Consumers, Big Media companies, and the K Street elite are flooding the FCC with comments today ahead of its deadline for people to weigh in on its important — and controversial — effort to promote competition for TV set-top boxes. The agency has already received nearly 25,800 comments over the last 30 days.
What distinguishes today’s filings is the passion behind the arguments. The FCC is considering a rule that would require cable and satellite companies to come up with at least one form of downloadable security software and license it to others on “reasonable and non-discriminatory terms.”
Supporters say that consumers would benefit from lower prices, easier ways to access Internet-delivered programming as well as traditional pay TV, and innovative interfaces. Opponents warn that independent manufacturers might violate copyrights, degrade the consumer experience (for example by overlaying their own ads), and open opportunities for piracy.
Earlier today the MPAA and other Hollywood groups registered their opposition to the FCC’s consumer initiative. Here’s a sample of other comments filed before the deadline:
Writers Guild of America, West
[The FCC proposal] would even the playing field between content affiliated with the current gatekeepers and independent sources, promoting competition in programming and enhancing offerings to consumers. …Only a few of the hundreds of networks [that cable and satellite companies] offer serve diverse communities or incorporate programming that is produced with a staff that is as diverse as the American TV audience. By lowering the barriers to accessing television viewers, set-top box competition would increase the ability of diverse content to reach a wider audience.
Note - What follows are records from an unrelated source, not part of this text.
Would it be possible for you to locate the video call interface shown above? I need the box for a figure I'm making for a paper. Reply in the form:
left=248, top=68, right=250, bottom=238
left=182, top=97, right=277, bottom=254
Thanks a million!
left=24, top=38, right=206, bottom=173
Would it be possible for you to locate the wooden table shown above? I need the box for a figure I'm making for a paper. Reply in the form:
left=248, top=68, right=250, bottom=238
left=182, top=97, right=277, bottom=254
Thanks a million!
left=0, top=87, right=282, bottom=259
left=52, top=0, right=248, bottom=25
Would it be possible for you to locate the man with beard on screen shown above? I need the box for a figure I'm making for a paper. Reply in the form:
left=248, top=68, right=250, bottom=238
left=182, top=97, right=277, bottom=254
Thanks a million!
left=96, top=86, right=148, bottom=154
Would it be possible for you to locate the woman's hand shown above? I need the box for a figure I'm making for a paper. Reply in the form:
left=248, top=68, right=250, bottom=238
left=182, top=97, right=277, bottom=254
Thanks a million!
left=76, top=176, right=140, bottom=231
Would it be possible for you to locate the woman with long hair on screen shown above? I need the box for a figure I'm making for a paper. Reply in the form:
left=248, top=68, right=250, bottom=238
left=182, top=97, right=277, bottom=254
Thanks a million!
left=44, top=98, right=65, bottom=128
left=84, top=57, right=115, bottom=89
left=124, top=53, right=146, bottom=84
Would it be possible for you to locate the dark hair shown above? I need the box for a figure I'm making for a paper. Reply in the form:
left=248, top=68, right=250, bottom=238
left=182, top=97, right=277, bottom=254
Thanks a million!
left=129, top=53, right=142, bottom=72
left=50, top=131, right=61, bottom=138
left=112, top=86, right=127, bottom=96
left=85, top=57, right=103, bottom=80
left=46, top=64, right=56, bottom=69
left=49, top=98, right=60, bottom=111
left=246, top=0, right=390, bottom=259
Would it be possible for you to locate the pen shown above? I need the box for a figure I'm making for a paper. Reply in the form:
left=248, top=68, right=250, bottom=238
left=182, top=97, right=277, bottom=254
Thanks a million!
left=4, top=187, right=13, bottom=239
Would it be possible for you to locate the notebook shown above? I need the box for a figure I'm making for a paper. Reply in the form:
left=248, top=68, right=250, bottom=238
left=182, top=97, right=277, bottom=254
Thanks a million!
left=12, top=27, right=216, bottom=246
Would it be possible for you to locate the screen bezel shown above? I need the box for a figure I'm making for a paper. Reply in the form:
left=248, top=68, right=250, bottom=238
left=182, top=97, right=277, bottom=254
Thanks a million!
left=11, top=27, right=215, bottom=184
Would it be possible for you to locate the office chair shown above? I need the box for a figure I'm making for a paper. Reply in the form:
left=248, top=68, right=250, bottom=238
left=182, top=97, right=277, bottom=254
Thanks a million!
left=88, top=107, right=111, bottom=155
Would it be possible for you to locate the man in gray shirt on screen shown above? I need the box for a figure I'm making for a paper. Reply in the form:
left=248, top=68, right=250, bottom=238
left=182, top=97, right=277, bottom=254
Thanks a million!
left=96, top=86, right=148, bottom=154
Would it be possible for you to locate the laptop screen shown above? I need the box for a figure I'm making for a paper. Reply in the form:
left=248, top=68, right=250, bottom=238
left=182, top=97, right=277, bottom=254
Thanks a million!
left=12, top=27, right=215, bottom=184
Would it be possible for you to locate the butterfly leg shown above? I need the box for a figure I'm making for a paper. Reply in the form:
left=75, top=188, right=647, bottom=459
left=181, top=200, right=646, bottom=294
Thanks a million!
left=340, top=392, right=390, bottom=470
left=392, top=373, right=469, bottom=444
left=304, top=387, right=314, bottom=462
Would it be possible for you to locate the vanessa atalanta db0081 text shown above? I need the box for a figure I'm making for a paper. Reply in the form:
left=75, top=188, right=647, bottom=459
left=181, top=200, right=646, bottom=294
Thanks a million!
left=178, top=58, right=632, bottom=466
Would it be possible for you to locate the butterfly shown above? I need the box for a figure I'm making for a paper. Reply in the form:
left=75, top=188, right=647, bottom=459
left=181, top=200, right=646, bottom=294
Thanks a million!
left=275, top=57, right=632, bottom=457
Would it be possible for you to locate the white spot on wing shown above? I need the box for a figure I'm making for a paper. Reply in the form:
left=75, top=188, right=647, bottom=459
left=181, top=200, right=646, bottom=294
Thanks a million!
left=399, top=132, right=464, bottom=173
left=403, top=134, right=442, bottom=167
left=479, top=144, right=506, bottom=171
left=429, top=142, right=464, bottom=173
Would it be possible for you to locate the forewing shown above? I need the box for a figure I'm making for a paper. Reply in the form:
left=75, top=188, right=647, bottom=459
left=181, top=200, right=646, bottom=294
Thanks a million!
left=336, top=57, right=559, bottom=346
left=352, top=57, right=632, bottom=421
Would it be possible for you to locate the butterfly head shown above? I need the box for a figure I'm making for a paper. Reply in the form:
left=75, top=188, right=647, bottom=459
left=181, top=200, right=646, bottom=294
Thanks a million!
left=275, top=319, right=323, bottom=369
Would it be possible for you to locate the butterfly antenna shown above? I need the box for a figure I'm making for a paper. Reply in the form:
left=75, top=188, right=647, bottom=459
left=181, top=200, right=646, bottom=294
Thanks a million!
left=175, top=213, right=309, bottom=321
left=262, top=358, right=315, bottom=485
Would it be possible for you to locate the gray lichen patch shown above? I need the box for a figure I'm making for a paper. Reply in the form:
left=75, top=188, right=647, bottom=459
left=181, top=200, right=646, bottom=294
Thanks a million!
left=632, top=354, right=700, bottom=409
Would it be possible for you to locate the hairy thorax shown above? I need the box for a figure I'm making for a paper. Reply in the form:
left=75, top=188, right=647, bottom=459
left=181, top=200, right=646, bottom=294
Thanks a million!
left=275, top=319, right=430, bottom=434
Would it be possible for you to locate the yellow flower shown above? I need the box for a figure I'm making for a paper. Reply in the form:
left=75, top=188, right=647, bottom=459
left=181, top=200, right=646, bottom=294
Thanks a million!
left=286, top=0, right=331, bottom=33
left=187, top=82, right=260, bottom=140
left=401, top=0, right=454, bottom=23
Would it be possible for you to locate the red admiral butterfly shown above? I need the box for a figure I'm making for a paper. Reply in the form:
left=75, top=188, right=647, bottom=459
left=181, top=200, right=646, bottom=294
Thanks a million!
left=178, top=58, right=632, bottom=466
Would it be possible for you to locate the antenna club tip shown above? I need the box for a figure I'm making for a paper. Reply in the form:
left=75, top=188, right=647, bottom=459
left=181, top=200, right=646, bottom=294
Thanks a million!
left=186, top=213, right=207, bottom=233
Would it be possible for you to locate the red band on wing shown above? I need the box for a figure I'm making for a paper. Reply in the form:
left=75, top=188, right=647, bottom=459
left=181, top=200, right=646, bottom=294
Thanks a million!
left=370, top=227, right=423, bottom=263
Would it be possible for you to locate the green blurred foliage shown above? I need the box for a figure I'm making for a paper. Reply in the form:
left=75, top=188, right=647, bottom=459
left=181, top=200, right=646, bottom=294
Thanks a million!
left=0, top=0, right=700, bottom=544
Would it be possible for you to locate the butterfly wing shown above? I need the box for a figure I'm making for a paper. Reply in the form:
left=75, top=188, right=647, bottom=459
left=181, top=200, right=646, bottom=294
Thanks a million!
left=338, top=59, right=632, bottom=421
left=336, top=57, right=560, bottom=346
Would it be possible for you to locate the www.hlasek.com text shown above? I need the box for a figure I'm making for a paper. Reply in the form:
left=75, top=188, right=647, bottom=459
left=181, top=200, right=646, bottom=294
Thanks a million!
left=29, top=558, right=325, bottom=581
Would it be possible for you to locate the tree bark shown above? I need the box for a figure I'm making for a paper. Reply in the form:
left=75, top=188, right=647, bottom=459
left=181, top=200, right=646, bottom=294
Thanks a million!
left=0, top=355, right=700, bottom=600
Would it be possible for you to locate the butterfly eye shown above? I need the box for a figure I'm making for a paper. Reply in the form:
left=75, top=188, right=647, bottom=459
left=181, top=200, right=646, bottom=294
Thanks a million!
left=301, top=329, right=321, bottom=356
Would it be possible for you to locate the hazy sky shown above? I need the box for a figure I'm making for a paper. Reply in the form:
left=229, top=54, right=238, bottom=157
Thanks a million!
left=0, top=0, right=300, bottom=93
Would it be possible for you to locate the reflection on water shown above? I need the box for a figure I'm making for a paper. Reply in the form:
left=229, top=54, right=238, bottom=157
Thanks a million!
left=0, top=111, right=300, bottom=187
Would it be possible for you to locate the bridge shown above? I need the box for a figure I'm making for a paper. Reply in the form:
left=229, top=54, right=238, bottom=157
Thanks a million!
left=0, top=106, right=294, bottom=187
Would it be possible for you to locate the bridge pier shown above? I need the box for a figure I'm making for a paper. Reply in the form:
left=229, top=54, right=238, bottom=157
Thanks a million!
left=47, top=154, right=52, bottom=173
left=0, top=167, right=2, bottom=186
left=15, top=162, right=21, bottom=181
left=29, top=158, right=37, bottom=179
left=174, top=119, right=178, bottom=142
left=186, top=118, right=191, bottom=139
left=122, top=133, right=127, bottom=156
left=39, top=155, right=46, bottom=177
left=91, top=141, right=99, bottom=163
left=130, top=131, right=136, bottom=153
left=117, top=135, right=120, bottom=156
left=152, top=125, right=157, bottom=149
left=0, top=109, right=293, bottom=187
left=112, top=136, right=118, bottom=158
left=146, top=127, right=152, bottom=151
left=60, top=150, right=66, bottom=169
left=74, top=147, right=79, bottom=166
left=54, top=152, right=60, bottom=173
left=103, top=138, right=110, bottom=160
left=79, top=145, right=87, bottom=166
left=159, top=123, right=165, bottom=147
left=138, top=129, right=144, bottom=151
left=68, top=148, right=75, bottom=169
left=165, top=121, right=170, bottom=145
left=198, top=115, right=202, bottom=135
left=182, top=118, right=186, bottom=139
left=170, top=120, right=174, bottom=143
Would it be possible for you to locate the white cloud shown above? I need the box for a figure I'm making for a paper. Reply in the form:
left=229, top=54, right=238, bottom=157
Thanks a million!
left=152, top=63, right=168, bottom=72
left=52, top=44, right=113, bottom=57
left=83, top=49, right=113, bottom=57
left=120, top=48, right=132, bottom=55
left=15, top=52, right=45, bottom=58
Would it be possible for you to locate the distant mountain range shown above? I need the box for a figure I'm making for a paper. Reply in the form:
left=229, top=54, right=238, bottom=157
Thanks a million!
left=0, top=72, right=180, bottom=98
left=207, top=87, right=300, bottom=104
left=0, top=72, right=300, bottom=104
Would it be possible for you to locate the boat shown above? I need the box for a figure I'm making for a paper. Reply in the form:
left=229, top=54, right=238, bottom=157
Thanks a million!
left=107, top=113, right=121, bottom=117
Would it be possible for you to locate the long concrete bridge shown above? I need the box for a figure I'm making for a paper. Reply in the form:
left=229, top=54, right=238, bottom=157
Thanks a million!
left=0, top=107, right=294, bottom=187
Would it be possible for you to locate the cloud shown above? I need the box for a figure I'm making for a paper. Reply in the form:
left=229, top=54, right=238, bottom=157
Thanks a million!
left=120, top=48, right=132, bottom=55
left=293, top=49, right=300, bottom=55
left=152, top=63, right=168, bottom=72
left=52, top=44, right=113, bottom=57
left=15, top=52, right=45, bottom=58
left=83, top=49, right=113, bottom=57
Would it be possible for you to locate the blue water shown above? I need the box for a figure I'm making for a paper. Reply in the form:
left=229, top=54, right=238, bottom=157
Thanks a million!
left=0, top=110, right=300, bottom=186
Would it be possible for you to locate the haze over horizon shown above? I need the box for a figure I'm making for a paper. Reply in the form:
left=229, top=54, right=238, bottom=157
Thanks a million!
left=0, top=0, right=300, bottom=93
Incompas (trade association for Internet providers including Amazon, Facebook, and Google)
In the absence of competition, [pay TV distributors] have used [their] monopolistic power to stifle innovation and require their customers to pay an exorbitant monthly fee to rent a device that only evolves as and when they choose….[Cable] customers are currently forced to lease their set-top boxes (at an average cost of $7.43 per box per month), even after the cable systems have recovered the cost of the device.
21st Century Fox, A&E Television Networks, CBS, Scripps Networks Interactive, Time Warner, Viacom, Walt Disney
[The FCC proposal} would require that content provided today to existing distributors under detailed licensing agreements be distributed to a new group of both device manufacturers and app developers, none of which would be bound by any commitments to protect and secure content. By inviting third parties to aggressively seek to profit from the Content Companies’ investments without incurring any of the obligations that effectively safeguard and thereby promote the creation of valuable programming today, the Commission’s proposal reduces the incentives to continue to create the great programming that consumers enjoy.
Today, when a Dish subscriber seeks help with a technical issue, Dish knows exactly what set-top box equipment the subscriber has and can efficiently walk through an appropriate diagnostic regime to resolve the problem. Dish will not be able to support a proliferating range of navigation devices from manufacturers with which, by definition, it has no relationship. Yet, most consumers will likely call their [pay TV provider], and not the third-party manufacturer, when problems occur.
Faced with fierce competition, providers are intent on giving consumers the flexibility they demand to access video programming on the devices of their choice, and delivering more value to customers. Comcast is responding to this dynamic marketplace in a number of ways, including with its innovative award-winning Xfinity TV platform and enabling access to that platform on a growing array of devices….This trend is bound to accelerate – in the absence of any government regulation – as consumers and the marketplace continue to drive this apps-based revolution.
Grover Norquist, Americans for Tax Reform
The marketplace for video devices and services is already functioning well, and the goal of increasing consumers’ choice for video devices is already being realized in the marketplace. There is simply no need or justification for an anti-competitive mandate
such as the one the Commission is considering.